Opening on 13 May with Emmanuelle Bercot’s Standing Tall , there seems to be a focus on French social drama this year, but beyond that, the Competition still includes a number of intriguing works from both new and already established directors. Having won the Un Certain Regard award in 2009 for Dogtooth, Greek director Yorgos Lanthimos returns to the festival with what might be one of this year’s boldest and presumably funniest sci-fi love stories, The Lobster, while Gomorra-director Matteo Garonne presents his first English-language film with Tale of Tales, based on the collection of fairy tales of 17th century writer Giambattista Basile, who predates more familliar household names such as the Brothers Grimm, Andersen or Perrault. We will also be checking out Todd Haynes’s 50s lesbian melodrama Carol, Paolo Sorrentino’s Youth, his eagerly awaited follow up to The Great Beauty, as well as the latest offerings form Denis Villeneuve, Sicario, and Gus Van Sant’s The Sea of Trees, starring Matthew McConaughey as an American man lost in Japan’s suicide forest. Plus, we look forward to George Miller’s Mad Max Fury Road and Justin Kurzel’s Macbeth, both screening ‘out of competition’.

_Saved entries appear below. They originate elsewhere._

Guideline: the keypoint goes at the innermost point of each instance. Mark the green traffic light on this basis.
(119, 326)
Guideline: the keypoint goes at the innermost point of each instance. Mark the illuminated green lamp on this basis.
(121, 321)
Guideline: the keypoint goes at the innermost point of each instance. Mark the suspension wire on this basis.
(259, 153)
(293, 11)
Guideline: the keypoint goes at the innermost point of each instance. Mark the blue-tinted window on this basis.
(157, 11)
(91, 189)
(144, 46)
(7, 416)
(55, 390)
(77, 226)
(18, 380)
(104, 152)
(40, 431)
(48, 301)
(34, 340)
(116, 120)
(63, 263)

In addition, this year’s Un Certain Regard strand features new works by exciting directors including Kiyoshi Kurosawa (Journey To The Shore), Brillante Mendoza (Trap) and Apichatpong Weerasethakul (Cemetery of Splendour), alongside two promising Korean entries: The Shameless by Oh Seung-Uk and Madonna by Shin Suwon. And we also look forward to a special screening of Gaspar Noé’s latest offering Love.
Elsewhere in Cannes, the films that stand out from the line-up in the Directors’ Fortnight programme are US director Jeremy Saulnier’s follows up to his brilliant Blue Ruin with Green Room, a story of punk rockers battling neo-Nazis starring Anton Yelchin, Imogen Poots and Patrick Stewart, and Takashi Miike’s gangster-vampire hybrid thriller Yakuza Apocalypse: The Great War Of The Underworld, which receives a special presentation. Plus, we will also try to catch at least one of Miguel Gomes’s Arabian Nights, the three-film contemporary epic from the Portuguese director, which is loosely based on Scheherazade’s tales of ‘One Thousand And One Nights’ but essentially devolves into a chronicle of Portugal’s economic malaise.